Deputy Clerk of the Privy Council and National Security and Intelligence Adviser to the Prime Minister, Privy Council Office

Nathalie Drouin

That's not necessarily a problem. Sometimes, the reflex may be to classify something that isn't necessarily secret. These are things that we deal with on a regular basis. The “secret” clearance is a good example.
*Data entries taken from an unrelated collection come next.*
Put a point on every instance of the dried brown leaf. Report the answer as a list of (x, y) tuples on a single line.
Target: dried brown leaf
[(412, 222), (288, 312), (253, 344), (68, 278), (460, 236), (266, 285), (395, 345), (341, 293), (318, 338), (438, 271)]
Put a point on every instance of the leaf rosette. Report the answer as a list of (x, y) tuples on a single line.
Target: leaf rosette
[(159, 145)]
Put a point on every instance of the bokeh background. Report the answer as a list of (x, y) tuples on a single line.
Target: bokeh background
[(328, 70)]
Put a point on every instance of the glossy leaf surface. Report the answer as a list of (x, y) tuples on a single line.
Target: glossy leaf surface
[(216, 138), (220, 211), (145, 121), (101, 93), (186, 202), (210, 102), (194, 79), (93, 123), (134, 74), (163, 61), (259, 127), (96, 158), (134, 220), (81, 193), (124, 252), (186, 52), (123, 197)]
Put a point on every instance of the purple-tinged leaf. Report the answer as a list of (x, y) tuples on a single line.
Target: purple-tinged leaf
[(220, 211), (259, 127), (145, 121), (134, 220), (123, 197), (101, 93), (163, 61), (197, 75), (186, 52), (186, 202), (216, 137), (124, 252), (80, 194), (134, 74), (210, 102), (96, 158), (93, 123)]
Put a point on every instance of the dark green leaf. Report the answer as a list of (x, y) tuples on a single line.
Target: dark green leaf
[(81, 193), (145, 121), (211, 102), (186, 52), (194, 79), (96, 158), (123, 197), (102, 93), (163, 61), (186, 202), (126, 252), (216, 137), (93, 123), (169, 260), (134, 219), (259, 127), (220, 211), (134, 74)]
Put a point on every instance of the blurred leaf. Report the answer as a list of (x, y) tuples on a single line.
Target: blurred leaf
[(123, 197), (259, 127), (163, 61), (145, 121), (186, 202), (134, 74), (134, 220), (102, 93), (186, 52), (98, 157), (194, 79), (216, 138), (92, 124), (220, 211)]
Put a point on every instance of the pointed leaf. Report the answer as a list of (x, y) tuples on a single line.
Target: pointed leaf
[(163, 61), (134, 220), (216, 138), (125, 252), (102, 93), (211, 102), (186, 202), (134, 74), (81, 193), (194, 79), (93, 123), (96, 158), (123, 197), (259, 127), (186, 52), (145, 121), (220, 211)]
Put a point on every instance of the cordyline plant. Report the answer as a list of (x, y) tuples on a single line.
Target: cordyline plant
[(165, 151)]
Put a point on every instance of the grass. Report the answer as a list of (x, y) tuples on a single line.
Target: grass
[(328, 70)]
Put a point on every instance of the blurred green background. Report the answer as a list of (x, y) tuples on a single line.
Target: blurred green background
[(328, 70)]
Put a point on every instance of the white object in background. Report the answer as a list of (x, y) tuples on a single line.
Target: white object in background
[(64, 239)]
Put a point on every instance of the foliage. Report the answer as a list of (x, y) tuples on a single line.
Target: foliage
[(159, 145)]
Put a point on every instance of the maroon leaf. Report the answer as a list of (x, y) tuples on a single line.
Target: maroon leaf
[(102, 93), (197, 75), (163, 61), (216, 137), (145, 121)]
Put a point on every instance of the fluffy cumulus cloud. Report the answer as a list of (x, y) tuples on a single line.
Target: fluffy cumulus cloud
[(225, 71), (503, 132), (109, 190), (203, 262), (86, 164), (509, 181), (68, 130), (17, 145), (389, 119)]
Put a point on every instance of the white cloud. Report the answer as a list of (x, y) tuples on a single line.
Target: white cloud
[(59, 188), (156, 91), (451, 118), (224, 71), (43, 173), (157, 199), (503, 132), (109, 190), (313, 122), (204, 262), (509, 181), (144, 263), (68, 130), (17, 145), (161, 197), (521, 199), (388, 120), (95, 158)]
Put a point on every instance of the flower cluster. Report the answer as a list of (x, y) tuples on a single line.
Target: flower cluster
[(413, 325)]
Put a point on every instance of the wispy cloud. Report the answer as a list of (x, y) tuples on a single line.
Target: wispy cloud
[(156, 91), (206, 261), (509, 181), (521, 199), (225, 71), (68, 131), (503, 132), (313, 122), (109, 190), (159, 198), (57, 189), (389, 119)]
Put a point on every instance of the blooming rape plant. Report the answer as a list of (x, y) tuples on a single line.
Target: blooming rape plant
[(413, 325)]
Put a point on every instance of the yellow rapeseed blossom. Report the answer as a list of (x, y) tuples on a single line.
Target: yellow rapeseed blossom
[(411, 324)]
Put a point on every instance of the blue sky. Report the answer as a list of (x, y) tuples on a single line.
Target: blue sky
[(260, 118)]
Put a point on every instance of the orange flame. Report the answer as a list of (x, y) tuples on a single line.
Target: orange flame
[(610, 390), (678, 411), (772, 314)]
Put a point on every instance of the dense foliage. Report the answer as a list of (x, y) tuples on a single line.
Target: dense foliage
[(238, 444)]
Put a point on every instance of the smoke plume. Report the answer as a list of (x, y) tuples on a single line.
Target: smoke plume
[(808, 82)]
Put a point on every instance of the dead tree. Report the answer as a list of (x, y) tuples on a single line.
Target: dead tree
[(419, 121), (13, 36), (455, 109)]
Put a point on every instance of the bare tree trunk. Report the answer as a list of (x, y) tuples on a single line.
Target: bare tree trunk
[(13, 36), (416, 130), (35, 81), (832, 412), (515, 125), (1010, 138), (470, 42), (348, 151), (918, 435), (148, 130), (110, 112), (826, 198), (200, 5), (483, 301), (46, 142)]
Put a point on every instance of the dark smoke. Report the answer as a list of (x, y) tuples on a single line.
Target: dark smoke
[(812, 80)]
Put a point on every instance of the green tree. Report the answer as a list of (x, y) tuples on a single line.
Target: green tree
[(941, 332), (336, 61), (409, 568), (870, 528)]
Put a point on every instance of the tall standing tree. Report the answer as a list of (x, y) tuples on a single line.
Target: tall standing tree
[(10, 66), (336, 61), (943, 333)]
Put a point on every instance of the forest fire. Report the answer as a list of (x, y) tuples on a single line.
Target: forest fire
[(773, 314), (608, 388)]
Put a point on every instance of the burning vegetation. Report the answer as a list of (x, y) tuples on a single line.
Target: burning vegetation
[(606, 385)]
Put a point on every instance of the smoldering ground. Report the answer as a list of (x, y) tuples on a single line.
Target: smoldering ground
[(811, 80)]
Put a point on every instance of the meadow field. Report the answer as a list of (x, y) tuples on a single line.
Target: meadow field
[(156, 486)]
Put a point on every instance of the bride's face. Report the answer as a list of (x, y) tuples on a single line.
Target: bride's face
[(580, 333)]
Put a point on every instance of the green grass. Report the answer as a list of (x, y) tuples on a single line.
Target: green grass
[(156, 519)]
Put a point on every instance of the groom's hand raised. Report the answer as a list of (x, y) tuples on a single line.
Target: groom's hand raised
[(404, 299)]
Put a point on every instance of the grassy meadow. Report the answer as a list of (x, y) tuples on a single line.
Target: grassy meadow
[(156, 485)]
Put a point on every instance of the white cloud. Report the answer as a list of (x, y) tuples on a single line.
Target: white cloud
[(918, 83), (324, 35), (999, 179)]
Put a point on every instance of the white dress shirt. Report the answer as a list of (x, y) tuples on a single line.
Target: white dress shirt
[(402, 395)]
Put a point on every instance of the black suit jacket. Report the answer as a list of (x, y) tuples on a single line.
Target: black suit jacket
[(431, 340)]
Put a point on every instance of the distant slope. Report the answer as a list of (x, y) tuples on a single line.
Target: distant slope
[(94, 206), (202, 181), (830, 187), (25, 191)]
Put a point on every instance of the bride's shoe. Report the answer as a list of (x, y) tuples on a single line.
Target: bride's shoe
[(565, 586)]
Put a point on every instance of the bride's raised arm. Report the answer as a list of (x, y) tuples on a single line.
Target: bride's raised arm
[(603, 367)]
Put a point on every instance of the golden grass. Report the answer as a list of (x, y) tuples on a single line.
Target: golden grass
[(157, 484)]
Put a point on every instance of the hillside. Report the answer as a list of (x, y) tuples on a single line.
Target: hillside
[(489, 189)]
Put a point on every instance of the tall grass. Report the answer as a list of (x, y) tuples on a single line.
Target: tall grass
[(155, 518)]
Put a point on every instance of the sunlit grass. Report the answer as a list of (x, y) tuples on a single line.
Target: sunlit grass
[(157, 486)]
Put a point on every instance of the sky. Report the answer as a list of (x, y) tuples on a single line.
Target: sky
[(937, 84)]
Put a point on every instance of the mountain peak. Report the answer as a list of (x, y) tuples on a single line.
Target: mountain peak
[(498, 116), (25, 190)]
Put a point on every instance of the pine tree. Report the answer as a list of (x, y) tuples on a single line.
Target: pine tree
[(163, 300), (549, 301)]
Going back to your example of the Winnipeg lab, I think it's also important to note that it's sometimes easier to make certain information public when the risk has been mitigated. This was a major factor in the new disclosure in the Winnipeg lab file.

10:15 a.m.

Bloc

René Villemure Bloc Trois-Rivières, QC

Thank you.

10:15 a.m.

Liberal

The Chair Liberal Ron McKinnon

Thank you, Mr. Villemure.

Mr. MacGregor, you have two and a half minutes, please.

10:15 a.m.

NDP

Alistair MacGregor NDP Cowichan—Malahat—Langford, BC

Thank you, Mr. Chair.

Mr. Bilodeau, I appreciate your earlier answers to the many questions you've received on the definition of “arrangement”. The committee is in receipt of a letter from Canada's research universities. I just want to quote something from their letter:

Greater clarity is needed on how an arrangement will be defined under the Act and whether it would capture research partnerships, funding agreements or other international research activities conducted with publicly funded universities, research institutions or foreign research funding agencies which may be considered foreign principals under the Act. The risk of a chilling effect on international research partnerships as an unintended consequence of the registry’s reporting requirements could significantly harm relationships with international peers and mean that Canada misses out on the opportunity to cooperate on cutting-edge research and access world-leading expertise with peer nations.

I was wondering, sir, if you could comment on that concern raised with the committee.